COVID-19: 'We're still in shock' - Doctor who's worked every day of pandemic fears for medics' mental health

·2-min read

A doctor who hasn't taken a day off since March says he is "proud" of his role in fighting coronavirus - but that it's been "very, very difficult" to deal with the regular death of patients and colleagues.

Dr Zahid Chauhan hasn't been able to take time off since the start of the pandemic because of his role as a GP and a cabinet member for health and social care in Oldham Council.

He said he feels "privileged and honoured" to have played a role influencing policy, as well as "actually helping to preserve lives and save lives" as a doctor.

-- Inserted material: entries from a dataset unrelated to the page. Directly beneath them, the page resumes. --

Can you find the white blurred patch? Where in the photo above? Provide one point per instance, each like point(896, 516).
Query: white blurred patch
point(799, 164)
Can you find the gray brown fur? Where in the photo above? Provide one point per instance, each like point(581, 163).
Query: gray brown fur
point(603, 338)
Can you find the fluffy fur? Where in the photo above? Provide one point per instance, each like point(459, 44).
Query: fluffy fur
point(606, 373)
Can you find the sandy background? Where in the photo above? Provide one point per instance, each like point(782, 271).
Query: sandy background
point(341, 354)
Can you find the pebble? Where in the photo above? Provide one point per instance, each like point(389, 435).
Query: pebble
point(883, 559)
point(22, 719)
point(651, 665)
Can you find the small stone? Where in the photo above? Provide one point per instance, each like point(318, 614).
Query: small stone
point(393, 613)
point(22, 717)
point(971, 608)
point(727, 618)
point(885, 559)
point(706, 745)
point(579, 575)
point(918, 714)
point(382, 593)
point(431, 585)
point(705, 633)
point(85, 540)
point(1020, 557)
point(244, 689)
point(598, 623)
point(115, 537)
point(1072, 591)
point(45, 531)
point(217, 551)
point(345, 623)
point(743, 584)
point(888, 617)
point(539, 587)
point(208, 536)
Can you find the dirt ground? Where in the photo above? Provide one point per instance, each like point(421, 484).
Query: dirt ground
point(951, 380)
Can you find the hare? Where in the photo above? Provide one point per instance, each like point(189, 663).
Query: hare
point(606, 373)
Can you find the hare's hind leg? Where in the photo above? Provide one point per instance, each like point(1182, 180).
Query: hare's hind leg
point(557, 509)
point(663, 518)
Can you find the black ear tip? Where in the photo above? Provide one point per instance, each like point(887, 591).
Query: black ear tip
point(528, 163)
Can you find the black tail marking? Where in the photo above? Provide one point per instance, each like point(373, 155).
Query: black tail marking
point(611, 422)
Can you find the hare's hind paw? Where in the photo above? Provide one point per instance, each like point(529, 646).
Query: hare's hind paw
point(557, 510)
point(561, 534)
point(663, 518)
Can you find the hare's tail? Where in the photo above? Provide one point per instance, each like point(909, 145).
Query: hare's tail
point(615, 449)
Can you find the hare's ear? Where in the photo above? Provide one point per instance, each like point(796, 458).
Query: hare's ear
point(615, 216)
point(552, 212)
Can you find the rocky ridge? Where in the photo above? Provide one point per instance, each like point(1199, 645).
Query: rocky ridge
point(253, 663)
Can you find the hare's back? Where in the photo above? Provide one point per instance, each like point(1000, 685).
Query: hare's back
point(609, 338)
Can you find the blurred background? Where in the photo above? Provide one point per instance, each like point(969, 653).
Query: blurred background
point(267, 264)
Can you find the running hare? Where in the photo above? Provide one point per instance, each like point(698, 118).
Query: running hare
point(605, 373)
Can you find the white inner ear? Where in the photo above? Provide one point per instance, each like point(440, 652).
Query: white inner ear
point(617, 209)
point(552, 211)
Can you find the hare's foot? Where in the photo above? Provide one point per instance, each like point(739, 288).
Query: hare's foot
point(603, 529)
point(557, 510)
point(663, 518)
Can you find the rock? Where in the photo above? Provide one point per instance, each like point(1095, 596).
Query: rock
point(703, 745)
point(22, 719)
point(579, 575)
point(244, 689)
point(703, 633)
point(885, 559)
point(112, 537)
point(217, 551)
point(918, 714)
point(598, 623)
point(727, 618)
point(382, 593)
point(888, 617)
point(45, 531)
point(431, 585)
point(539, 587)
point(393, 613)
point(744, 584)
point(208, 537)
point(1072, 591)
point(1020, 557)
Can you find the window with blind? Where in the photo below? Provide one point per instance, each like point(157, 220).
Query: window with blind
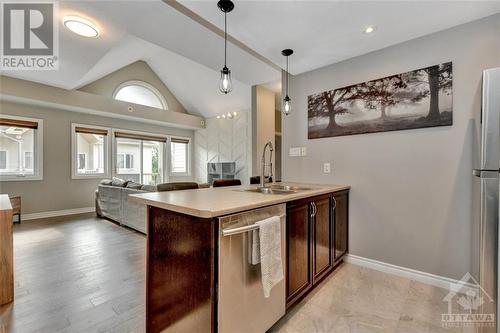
point(90, 146)
point(179, 156)
point(20, 148)
point(139, 157)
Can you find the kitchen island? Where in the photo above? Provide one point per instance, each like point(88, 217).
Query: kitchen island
point(193, 282)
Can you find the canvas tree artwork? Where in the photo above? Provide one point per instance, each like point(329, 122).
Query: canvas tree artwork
point(416, 99)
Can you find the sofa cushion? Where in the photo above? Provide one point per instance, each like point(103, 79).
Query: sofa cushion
point(106, 182)
point(176, 186)
point(134, 185)
point(119, 182)
point(149, 188)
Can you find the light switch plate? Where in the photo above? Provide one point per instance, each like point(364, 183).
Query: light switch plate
point(327, 168)
point(294, 151)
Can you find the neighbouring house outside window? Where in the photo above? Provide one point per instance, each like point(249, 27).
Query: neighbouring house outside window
point(20, 148)
point(90, 147)
point(179, 155)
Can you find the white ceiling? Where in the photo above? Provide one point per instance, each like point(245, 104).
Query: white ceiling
point(325, 32)
point(187, 56)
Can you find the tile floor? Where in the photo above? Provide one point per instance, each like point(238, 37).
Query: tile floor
point(360, 300)
point(87, 275)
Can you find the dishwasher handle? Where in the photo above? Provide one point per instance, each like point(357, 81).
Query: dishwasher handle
point(240, 230)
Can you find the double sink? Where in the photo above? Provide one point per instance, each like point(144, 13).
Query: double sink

However, the 44-year-old worries that health professionals could suffer lasting damage to their mental health and said he has sometimes felt "really, really low".

"The particular one was seeing your colleagues dying, and seeing yourself going home, and when you're trying to catch some sleep actually thinking about you dying," he said.

"Because all day long, that's all you're hearing: your patient is on a ventilator, or this patient died, or your colleague has died.

"It was a very, very difficult time - not that it's got much easier yet, but there was a lot of uncertainty."

"There were two weeks in a row where I had to get up literally every morning at three o'clock, half-past three, because it was so busy," Dr Chauhan added.

He said having to start from scratch in the early days of the pandemic, when there was limited knowledge about COVID-19, was challenging as "everything had to change at 1,000mph speed".

"Services had never seen anything similar before so it was difficult for services to react," Dr Chauhan said.

"People had to adjust not only their lifestyle, their work style, their working environment, how they sought help, how they got help, the use of technology... It was like fighting on loads of different fronts."

Despite the difficulties, Dr Chauhan said the way health professionals adapted and improved things after learning more about COVID-19 was "remarkable".

He said society as a whole had adjusted "really well".

"Everything had to be rebuilt in a different way. That's quite a lot in the space of eight, nine months to go through," he said.

"At that time, I was really, really low, thinking, 'What the hell is going on? Is this ever going to end?'

"It does have a significant impact on your mental health. I don't think that will go away - I think maybe at the moment we're still in a state of shock and we don't probably still recognise it."